The most exciting seatrout fishing occurs when you find hunting fish close to land on only 30-70 cm water. You can reach the trouts with short casts and the adrenaline is pumping when each new cast can be followed up immediately by an aggressive nod in the rod and the sound of a spinning wheel.
Yesterday I had this experience again when I visited one of my favorite spots on the coast on West Zealand. I´ve fished there a lot over the years and I am particularly fond of a specific reef on the spot that usually hold fish. Most of them between 40 and 45 cm, but also some bigger predators up to 60 cm.
I arrived early in the morning and starting fishing my way through the fog towards the reef. While I was walking I made some casts over the 15 meters nearest to land where the bottom is covered with stones and seaweed. I casted left and right rapidly covering a lot of water and it didn´t take more than 10 minutes before it paid of. A ferocious 42 cm trout absolutely hammered my 28 g Bornholmerpil and made a few jumps before I could land and release it.
The hit
It started becoming more windy, which is always good news for my kind of heavy spin fishing, and I soon lost another medium size trout. I got to the reef and waded out on only 25 cm of water. A few casts to the left later something stronger hit the lure and immediately dragged some line of my Shimano. I was surprised by the strength of the fish that just didn´t wanted to give up and kept taking line four of five times before I could land it. This swagtrout was “only” 57 cm but it really put up a fight that got my Fenwick Ironfeather bending. Impressing.

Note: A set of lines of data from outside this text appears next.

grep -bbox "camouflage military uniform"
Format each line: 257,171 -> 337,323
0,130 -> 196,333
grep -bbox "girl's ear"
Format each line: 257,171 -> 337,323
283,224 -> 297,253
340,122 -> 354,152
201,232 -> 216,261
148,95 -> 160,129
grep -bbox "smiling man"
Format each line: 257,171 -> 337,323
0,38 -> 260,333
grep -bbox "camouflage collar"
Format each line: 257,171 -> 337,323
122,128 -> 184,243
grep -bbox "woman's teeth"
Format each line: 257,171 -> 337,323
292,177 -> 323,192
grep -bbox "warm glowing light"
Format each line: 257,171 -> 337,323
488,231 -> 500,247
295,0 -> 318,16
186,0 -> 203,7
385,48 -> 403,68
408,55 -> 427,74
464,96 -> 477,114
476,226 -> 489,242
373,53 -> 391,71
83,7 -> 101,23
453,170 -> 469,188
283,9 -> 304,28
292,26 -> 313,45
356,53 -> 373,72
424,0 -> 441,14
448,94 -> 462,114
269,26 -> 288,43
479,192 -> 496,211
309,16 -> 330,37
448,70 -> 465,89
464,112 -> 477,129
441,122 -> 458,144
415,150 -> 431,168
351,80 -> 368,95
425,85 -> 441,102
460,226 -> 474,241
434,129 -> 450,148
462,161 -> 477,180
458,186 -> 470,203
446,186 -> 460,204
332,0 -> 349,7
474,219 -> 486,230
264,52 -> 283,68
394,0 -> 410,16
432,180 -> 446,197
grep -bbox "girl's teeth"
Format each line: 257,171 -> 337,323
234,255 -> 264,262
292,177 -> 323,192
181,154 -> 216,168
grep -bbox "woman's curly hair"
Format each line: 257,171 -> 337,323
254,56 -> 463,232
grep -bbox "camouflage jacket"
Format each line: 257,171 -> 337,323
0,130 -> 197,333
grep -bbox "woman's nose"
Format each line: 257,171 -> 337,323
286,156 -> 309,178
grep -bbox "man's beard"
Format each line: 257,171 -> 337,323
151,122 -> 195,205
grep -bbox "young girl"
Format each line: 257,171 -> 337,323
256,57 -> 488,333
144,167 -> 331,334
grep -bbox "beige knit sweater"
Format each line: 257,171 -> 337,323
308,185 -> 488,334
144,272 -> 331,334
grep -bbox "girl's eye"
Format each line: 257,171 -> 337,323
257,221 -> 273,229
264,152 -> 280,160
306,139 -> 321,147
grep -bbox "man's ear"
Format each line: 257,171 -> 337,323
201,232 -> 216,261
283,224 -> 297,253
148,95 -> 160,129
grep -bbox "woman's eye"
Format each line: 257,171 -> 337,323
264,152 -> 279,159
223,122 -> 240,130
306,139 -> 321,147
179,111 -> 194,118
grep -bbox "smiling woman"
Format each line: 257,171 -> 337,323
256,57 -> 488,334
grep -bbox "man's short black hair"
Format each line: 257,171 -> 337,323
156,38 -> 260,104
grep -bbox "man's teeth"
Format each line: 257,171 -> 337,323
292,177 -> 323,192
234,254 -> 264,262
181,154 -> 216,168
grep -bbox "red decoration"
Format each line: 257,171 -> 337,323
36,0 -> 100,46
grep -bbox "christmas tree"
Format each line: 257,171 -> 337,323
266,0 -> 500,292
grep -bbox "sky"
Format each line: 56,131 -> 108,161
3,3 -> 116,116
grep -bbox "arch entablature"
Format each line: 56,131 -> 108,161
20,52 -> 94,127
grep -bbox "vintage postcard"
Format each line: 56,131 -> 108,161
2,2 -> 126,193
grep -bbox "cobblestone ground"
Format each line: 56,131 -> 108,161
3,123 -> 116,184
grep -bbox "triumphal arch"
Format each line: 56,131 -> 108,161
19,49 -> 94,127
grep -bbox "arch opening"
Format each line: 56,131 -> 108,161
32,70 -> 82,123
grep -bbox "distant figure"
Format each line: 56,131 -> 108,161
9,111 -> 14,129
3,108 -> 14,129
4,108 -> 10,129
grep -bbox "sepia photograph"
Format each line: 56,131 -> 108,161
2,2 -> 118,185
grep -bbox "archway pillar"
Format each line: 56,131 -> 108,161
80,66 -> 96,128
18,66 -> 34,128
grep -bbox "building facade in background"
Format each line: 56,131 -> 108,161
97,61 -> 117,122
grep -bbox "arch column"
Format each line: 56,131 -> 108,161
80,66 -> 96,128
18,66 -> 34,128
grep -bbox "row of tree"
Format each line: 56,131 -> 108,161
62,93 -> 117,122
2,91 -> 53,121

The great fishing was far from over, and I slowly moved to the right side of the reef and made some casts parallel with land. I then got a cautious contact only 15 meters out and the fish followed the lure all the way in without taking it. When it saw my ugly face it hasted back into the waves.
It looked to be a decent fish, which was confirmed when it smashed the lure fiver minutes later no more than 3 meters from the rod. After some rodbending minutes a 55 cm silver dude was lying next to the other one on the coast. Absolute perfection.
Content about the intense fishing and the catches I ate my sandwich while the wind got heavier and the water was filled with floating seaweed. This made the fishing more difficult and I only managed to catch one more little guy and loose two others before heading home.
There are not many things that beat hitting bonanza when you locate a lot of aggressive seatrouts hunting close to land in windy conditions. Adrenaline is pumping and the air is thick with concentration when you know that the lure or fly can get interrupted by a hefty trout any second. This really is the essence of this type of fishing. This is why I love seatrout fishing on the coasts more than any other kind of fishing.